Myanmar has been the victim of too many myths and prejudices ever since it opted to shut itself from the world over half a century back. A milder, freer and devout version of North Korea till 1962, Burma opened itself to the world around 2010 with a spanking new capital, a truly free election and a turn to the market economy.
Is Myanmar just the two touristy cities of Yangon and Mandalay besides the forbiddingly named Arrakan (where the Rohingyas live)? Or for the strategically minded, a battle ground for rival land corridors and oil exploration contracts between China and India? What is the tug that Indians feel with the old melody “Mere piya gaye Rangoon, wahan se kiya telephone”, inappropriately released in 1949 when a huge human transfer in the shape of Indians fleeing Myanmar was taking place?

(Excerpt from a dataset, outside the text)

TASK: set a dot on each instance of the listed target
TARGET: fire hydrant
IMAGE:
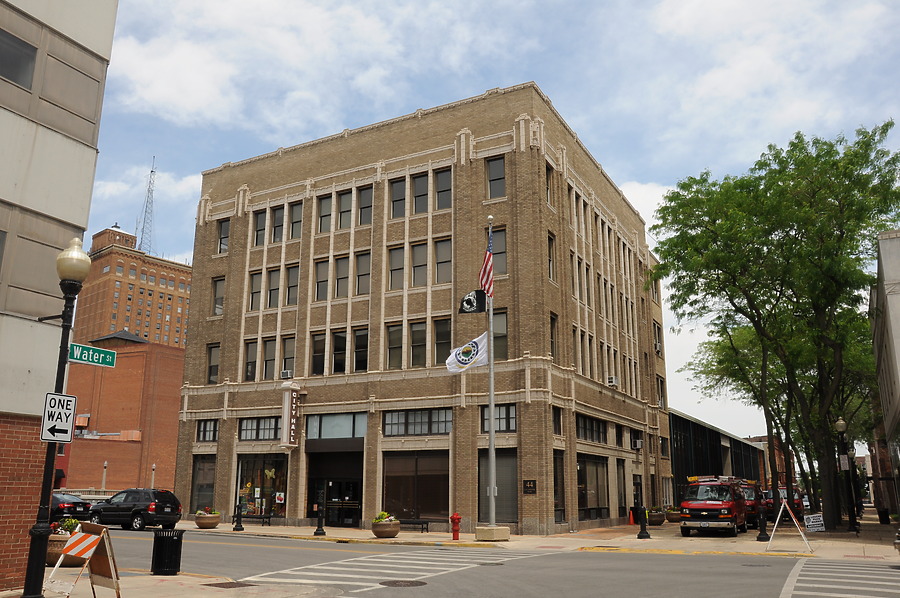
(454, 525)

Ever since Tatmadaw (the Myanmar army) decided that admitting foreigners past immigration desks was not going to rock its boat, the author, Abhijit Dutta, put on many hats — of a tourist, businessman and journalist — to make repeated forays backed by a deep study of land and its people.
The modern history of Burma was the amassing of British troops backed by unreasonable ultimatums to ensure unfair advantage for British businessmen unable to make their mark in the competitive Rangoon trading scene.

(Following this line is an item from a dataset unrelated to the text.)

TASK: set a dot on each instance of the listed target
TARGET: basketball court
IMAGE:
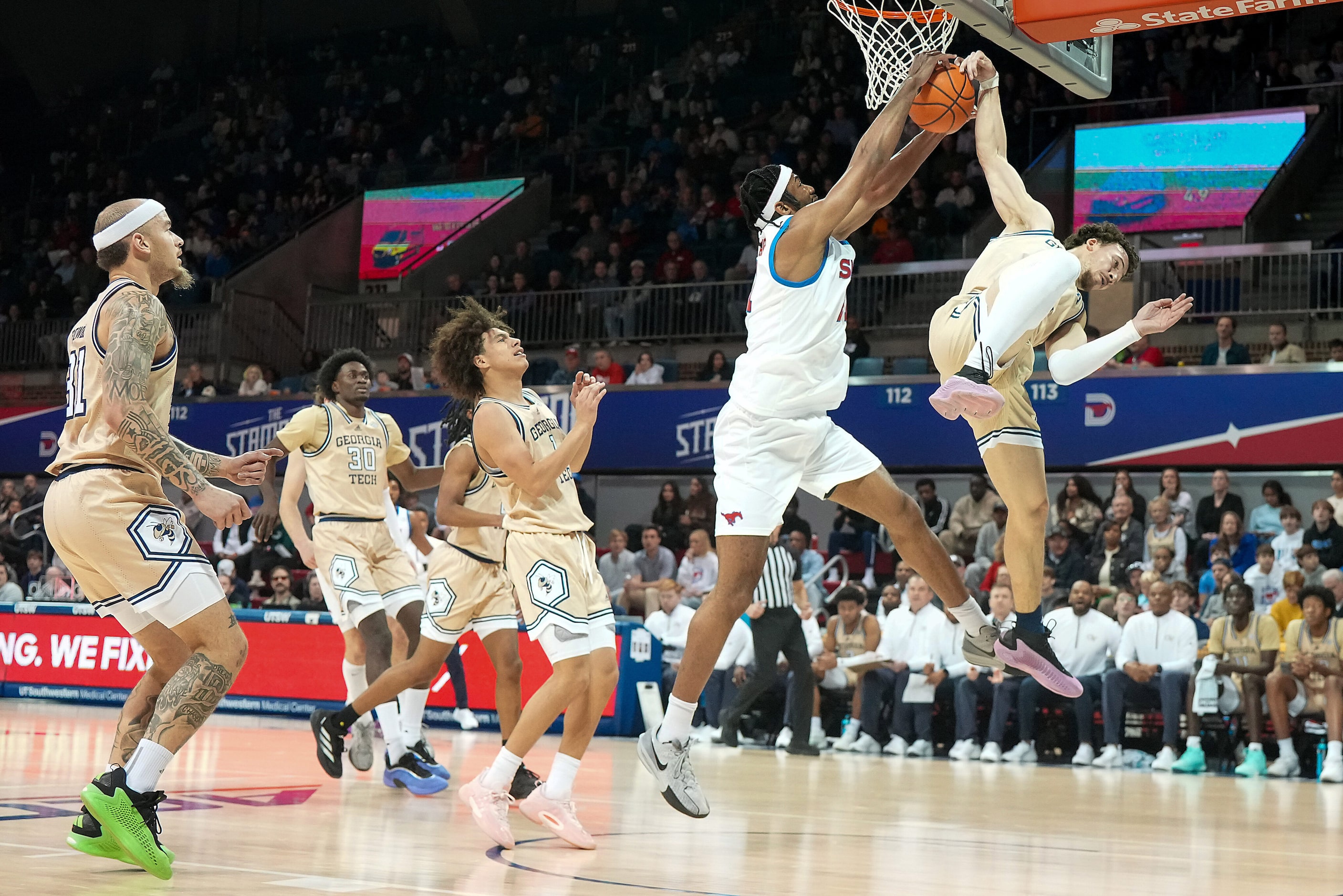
(250, 811)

India looms large; that is where the omnipresent Buddha came from. But Indians began chasing the Burmese dream in droves with arrival of the British. This association also led to their doom. Stories about the Burmese dream tale must have spread far and wide. The principal character from the Sarat Chandra Chattopadhyay novel Srikanto imagined it as the land where money was scattered on the streets, waiting to be gathered.
The tide turned against it when the Chettiars of South India foreclosed vast tracts of Burmese land to settle bad debts and then turned to their women as well. The customary immigrant-native tension was overlaid by a deeper resentment of the sub-imperial role played by the Indians for the British — the army, the police, the money lender, the entrepreneur were all Indians.
Soon it came to be known as the farthermost province of Imperial India, which it was for some time. All good men of the Independence movement had a stint in its jails — Tilak, Lajpat Rai, Sardar Ajit Singh, Bose. Indians brought Chandni Chowk or Burrabazar’s bazaar culture which was easy to supplant because Yangon was continuously getting razed. Most Indians who stayed back carry Burmese names but converse in Urdu; their real names as the second soft skin, somewhat like the Taqiyyah, the practice among Shias of hiding one’s true belief in adverse circumstances
If Dutta deeply inhales history and its people, he also walks its streets and footpaths; each of the many regions of different races that make a Myanmar. The straitjacketed mathematical layout of Yangon, Pekhon (Shan state) and Kyaukphyu (Rakhine state) with their troubled histories and spots of serendipity are all approached by a variety of transport. Accompanying the book, it seems is Than Myint-U’s The River of Lost Footsteps, the lyrical Bible of politics, history and culture of Myanmar. For those looking for strategic content, they need to trust Dutta when he says India is a sepia-tinted picture in Myanmar and its Act East policy creates no ripples.
Upset with Aung Suu Kyi’s blind eye to the suffering of Rohingya Muslims? While Dutta picks his way through the bars of Yangon, we get to understand that the deep intertwining of politics and religion would have made any other response from the Nobel laureate impossible. Myanmar has more airports now and the roads, as Dutta attests, are decent. One just needs to pick a chapter and spend a week. In it and later in the land it describes.